Zitat von: Warnstreik in 03.12.2025 09:31
Das war doch vor 50 Jahren relevant. Wieso traust du einem Beschäftigten nicht zu, dass er die Entscheidung nicht auch aktiv treffen kann um sich selbst abzusichern?

zwei Punkte:

Ich finde es gut, wenn die AG verpflichtet sind, einen (hälftigten) Teil der Sozialversicherungsbeiträge des AN zu leisten.

Und nein, gerade Personen mit geringem Einkommen traue ich es nicht automatisch zu, einen wesentlichen Anteil des geringen Einkommens für das Alter beiseite zu legen. Genau deswegen gibts ja eine Pflichtversicherung.

Faunus

Zitat von: Organisator in 03.12.2025 12:25
Ich finde es gut, wenn die AG verpflichtet sind, einen (hälftigten) Teil der Sozialversicherungsbeiträge des AN zu leisten.

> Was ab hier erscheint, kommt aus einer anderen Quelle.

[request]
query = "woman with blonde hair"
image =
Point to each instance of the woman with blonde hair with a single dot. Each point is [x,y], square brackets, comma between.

Da rüttelt man ja schon mit der Pflegverischerung dran - finde ich das schon grenzwertig!
(Kinderlosenzuschlag muss komplett selbt bezahlt werden, aber Eltern bekommen Kinderkranktage, Teilzeitanspruch... fallen bei "gleichem Gehalt" mit weniger "Gewinn" für den AG ins Gewicht.

An 50:50 anteilig an Sozialvers. für AG:AN ist m.M. nach besser nicht zu rütteln.

Zitat von: Organisator in 03.12.2025 12:25
Und nein, gerade Personen mit geringem Einkommen traue ich es nicht automatisch zu, einen wesentlichen Anteil des geringen Einkommens für das Alter beiseite zu legen. Genau deswegen gibts ja eine Pflichtversicherung.

Die betriebliche Altersvorsorge muss inzw. in Form von einer Entgeltumwandlung angeboten werden und liegt der Bruttogehalt unter 2200 €, muss der AG eine Zuschuss von 15% leisten.  Ein 1. Schritt in die richtige Richtung.
Und ehrlich: dann müssen diese Menschen von der "Grundsicherung" (was immer sie dann ist) alleine leben.

Bastel

Zitat von: Organisator in 03.12.2025 12:25
Ich finde es gut, wenn die AG verpflichtet sind, einen (hälftigten) Teil der Sozialversicherungsbeiträge des AN zu leisten.

Am Ende ist es egal, da der AN sowieso beide Teile erwirtschaften muss. Alles andere ist doch Augenwischerei.

Die Leute würden dumm schauen, wenn man Ihnen auf der Abrechnung die ganzen Beiträge aufzeigen würden.

BAT

Unabhängig von der Rentendiskussion sollte der Regelsatz bei der Grundsicherung im Alter 10 oder 20 % höher angesetzt werden. Dieser Personenkreis wird - im Gegensatz zu den Grundsicherungsempfänger mitten im Leben bis zum Versterben im Bezug bleiben.

Faunus

Zitat von: BAT in 03.12.2025 15:18
Unabhängig von der Rentendiskussion sollte der Regelsatz bei der Grundsicherung im Alter 10 oder 20 % höher angesetzt werden. Dieser Personenkreis wird - im Gegensatz zu den Grundsicherungsempfänger mitten im Leben bis zum Versterben im Bezug bleiben.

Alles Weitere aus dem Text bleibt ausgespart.